The bottom line is that Chinese mercantilism is a growing problem, and the victims of that mercantilism have little to lose from a trade confrontation. So I’d urge China’s government to reconsider its stubbornness. Otherwise, the very mild protectionism it’s currently complaining about will be the start of something much bigger.

相关的文章:

  1. Greg Mankiw’s Blog: China, the Dollar, and Trade
  2. What the Chinese Want From Obama – Room for Debate Blog – NYTimes.com
  3. 中国难题和会讲中文的美国财政部长盖特纳
  4. 21名美国学生在中国被隔离
  5. 草泥马真那么有意思吗?

8 Comments

  1. 小熊 says:

    这可真是得了便宜还卖乖啊。用词那是相当的。。。不要脸啊,连predatory都用得出来。其实不就是帮美国政府叫嚣rmb升值,取消挂钩,自由浮动,最好再取消外国投资限制,然后美国金融机构、投资大鳄长驱直入,玩死你不偿命,抽干血做丸子吃呢。不过中国不会在国际市场上抛售美国国债是真的,其实中美现在就是恐怖平衡。如果中国真大量抛售美国国债(当然是不可能了,哎。),他们的日子未必好过。就欺负我们不敢了。

  2. 小熊 says:

    又,关于失业率的问题。这厮的理由就是,当就业率达不到full,贸易保护就是应该的,经济学101里说的那套贸易保护不好的理论就不适用了。总之其态度就是,我需要时,理论就是适用的;我不需要时,理论就不适用了呗。我中国还说我现在失业率太高呢,非保持外向型经济不能保持我现在的就业率,我这还不断上升呢失业(也是真的),所以我没办法啊,我不能升值啊。——照他的逻辑我们可以这么说不。西方经济学这套,还真别听他忽悠!

  3. 兔兔 says:

    中国经济什么时候崩溃,就看中国房地产什么时候崩溃了。

  4. 兔兔 says:

    这个世界上没有什么西方经济学,马克思主义还是西方的,你用不用,中国的这种重伤主义政策,其他国家会用关税政策回应,人民币不升值,那就给你加关税,效果等同于升值,中国还捞不着什么好处,中国不敢升值,实际上中国工人工资太低,远低于中国出口增长幅度,中国的出口政策不是为了出口而出口,而是解决就业增加内需,可是中国工人工资被工厂有关部门掠夺了,变成就业解决但增加不了内需,变成为出口而出口的变态国家,势必引起其他国家的报复,或许像克鲁格曼说的,这仅仅是个开始。

  5. 兔兔 says:

    奉劝小熊你也不要跟着中国政府叫嚣,中国人民币汇率真正掠夺的中国人民自己,别被人卖了还帮人数钱。

  6. 小熊 says:

    to 兔兔,口水战是没必要的。我也没“跟着中国政府叫嚣”,这纯属我个人的理解而已。对于这些经济学理论,各人有各人的理解。不过希望你能看看更多的观点。比如下面这个印度人的回帖。还有美国人自己的回帖。

    41.
    RB
    India
    January 1st, 2010
    9:02 am
    Sorry Mr. Krugman, but you seem to have forgotten basic economics.

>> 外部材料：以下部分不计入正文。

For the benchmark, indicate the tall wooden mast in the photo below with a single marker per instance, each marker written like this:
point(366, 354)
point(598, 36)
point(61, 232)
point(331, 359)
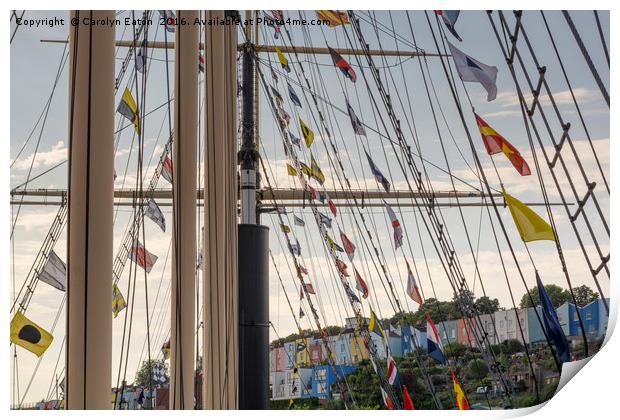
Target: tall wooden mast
point(91, 171)
point(184, 164)
point(220, 216)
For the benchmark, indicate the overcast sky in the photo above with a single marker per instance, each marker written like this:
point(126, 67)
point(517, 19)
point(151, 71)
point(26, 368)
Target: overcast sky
point(34, 66)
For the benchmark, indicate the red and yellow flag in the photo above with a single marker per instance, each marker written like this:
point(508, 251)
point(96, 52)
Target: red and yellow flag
point(495, 143)
point(407, 403)
point(334, 17)
point(461, 401)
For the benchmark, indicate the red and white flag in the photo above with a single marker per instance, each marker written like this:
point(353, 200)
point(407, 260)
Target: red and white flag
point(348, 246)
point(342, 267)
point(398, 230)
point(387, 400)
point(392, 370)
point(142, 257)
point(412, 286)
point(166, 169)
point(309, 288)
point(361, 285)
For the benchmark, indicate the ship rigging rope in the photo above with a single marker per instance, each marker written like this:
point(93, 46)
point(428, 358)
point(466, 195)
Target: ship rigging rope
point(497, 244)
point(297, 265)
point(303, 288)
point(14, 15)
point(586, 56)
point(453, 270)
point(486, 184)
point(573, 97)
point(558, 155)
point(482, 332)
point(546, 198)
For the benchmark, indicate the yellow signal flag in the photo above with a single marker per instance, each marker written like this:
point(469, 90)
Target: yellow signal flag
point(118, 301)
point(530, 225)
point(283, 60)
point(29, 335)
point(290, 170)
point(317, 173)
point(307, 133)
point(374, 325)
point(129, 109)
point(460, 398)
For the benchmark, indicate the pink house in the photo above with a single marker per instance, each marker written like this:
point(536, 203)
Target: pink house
point(278, 358)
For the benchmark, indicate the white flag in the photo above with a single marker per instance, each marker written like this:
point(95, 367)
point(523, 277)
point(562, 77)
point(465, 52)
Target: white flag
point(154, 213)
point(142, 257)
point(471, 70)
point(398, 230)
point(54, 272)
point(412, 286)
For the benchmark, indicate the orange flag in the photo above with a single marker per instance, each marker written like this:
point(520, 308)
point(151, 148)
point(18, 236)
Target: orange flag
point(461, 400)
point(407, 403)
point(494, 143)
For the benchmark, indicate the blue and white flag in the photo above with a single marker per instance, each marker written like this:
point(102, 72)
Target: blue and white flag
point(552, 324)
point(154, 213)
point(472, 70)
point(377, 174)
point(325, 220)
point(358, 127)
point(169, 19)
point(295, 248)
point(449, 18)
point(295, 140)
point(293, 96)
point(141, 57)
point(433, 341)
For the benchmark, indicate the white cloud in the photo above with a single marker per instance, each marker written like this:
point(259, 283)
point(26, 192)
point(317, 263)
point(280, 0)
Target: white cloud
point(55, 155)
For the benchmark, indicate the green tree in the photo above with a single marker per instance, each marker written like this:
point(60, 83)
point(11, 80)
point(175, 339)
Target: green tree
point(557, 295)
point(486, 305)
point(142, 375)
point(584, 295)
point(477, 370)
point(439, 311)
point(455, 349)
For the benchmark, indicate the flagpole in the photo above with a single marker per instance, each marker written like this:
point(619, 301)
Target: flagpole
point(220, 359)
point(184, 164)
point(90, 213)
point(253, 248)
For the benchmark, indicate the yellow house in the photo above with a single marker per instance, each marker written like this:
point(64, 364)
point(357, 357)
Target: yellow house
point(302, 351)
point(357, 348)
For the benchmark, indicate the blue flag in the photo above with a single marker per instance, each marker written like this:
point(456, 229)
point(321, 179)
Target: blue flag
point(449, 18)
point(141, 57)
point(293, 96)
point(552, 324)
point(377, 174)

    If the Chinese maintain a cheap exchange rate, it only hurts Chinese
    consumers. For the US in particular, a weaker Chinese exchange rate will
    lead to higher prices and a diversion of imports top from other Asian or
    Latin American countries – not any form of job creation. The problem the US
    faces is that too many Americans are too uneducated or incompetent to
    sustain the differential between US wages and those of people from the rest
    of the world (esp during cyclical downturns when service jobs in the US turn
    down). I can’t imagine how people like you believe that high school grads
    in the US deserve higher wages than graduates of the top engineering or
    business schools in China or India. The US needs to either rebuild its
    educational edge over the world or face a relative decline in living
    standards. Attempting to preserve differentials through tariffs would slow
    the process of relative decline (by slowing China’s growth rather than
    boosting the US’s growth) – but would hurt far more people than it will help
    - and could lead to unintended consequences such as wars.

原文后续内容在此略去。